Painting Watercolor Sunflowers

About This Video

In this guided activity video, JD leads participants through drawing and painting sunflowers with watercolor.

The activity begins with drawing sunflower centers, petals, stems, and leaves using a black marker. JD then guides participants through adding watercolor paint, rinsing brushes between colors, trying different color combinations, and experimenting with how watercolor blends and moves on the page.

Participants first create a group of three sunflowers, then have the option to continue with a second sunflower drawing that includes more detail, texture, and color blending. JD encourages participants to pause, rewind, take breaks, use their own colors, and make creative choices throughout the activity.

This video gives participants a calm, step-by-step art activity focused on drawing, watercolor painting, color experimentation, brush control, creativity, and pride in finished work.

Supplies Needed

  • White paper

  • Black marker

  • Watercolor paints

  • Paint brushes

  • Cup of water for rinsing brushes

  • Paper towel

  • Extra paper underneath to protect the table

  • Art binder

  • Three-hole punch, if adding the finished artwork to a binder

Good For

  • Adults with IDD who enjoy painting, flowers, sunflowers, colors, watercolor, nature themes, or creative art activities.

  • Caregivers looking for a guided art activity with clear steps, flexible choices, and a finished project participants can save or display.

  • Adult day programs, home routines, or group activities about art, color, fine motor practice, following directions, watercolor painting, and self-expression.

  • Participants who benefit from calm pacing, visual modeling, encouragement, repetition, and permission to make artwork in their own style.

How to Use This Video

Use this video as a guided watercolor activity for a home routine, day program, small group, or independent creative time with support nearby.

Caregivers can gather the supplies ahead of time and help participants set up their paper, marker, watercolors, brushes, water cup, paper towel, and table protection. Because watercolor and marker can bleed through paper, it may help to place extra paper underneath the artwork before starting.

JD gives step-by-step instructions, but the sunflowers do not need to be exact. Participants can choose realistic colors, unexpected colors, different petal shapes, extra leaves, a background, or their own creative details.

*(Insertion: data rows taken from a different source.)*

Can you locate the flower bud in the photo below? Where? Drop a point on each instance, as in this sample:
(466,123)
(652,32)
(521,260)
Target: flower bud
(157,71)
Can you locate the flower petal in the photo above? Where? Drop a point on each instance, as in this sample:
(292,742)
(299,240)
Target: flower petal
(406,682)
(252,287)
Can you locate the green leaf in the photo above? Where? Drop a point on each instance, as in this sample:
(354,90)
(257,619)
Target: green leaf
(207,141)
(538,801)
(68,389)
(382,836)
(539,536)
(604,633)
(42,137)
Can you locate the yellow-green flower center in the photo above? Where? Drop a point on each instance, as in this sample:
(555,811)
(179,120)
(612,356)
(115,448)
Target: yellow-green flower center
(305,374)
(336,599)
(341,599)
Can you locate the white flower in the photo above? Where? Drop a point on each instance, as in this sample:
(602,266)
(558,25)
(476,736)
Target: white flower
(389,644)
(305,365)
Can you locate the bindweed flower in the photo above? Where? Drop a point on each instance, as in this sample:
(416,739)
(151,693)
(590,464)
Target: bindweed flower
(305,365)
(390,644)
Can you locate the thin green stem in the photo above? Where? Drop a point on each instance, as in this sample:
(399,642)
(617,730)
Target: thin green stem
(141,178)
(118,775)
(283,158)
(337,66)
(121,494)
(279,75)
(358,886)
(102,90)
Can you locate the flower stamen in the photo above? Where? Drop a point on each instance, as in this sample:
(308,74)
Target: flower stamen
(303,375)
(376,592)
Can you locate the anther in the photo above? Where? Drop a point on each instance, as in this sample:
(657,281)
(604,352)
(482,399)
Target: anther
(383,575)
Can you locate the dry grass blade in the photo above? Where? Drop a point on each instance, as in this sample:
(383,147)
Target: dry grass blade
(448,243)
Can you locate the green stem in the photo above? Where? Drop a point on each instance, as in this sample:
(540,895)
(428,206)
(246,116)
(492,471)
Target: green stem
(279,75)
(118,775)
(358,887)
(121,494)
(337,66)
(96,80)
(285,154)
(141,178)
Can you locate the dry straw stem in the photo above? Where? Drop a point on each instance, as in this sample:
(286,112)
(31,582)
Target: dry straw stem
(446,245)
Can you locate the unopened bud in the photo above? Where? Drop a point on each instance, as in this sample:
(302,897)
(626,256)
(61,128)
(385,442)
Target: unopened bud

Because this activity involves paint, water, markers, brush rinsing, drying time, and optional hole punching, caregivers can provide support with setup, managing spills, rinsing brushes, staying oriented on the page, using a three-hole punch, watching fingers near binder rings, or adding the finished artwork to an art binder.

At the end, participants can let the paintings dry, punch holes if using a binder, save the artwork, revisit the lesson later, or make another sunflower picture for someone else.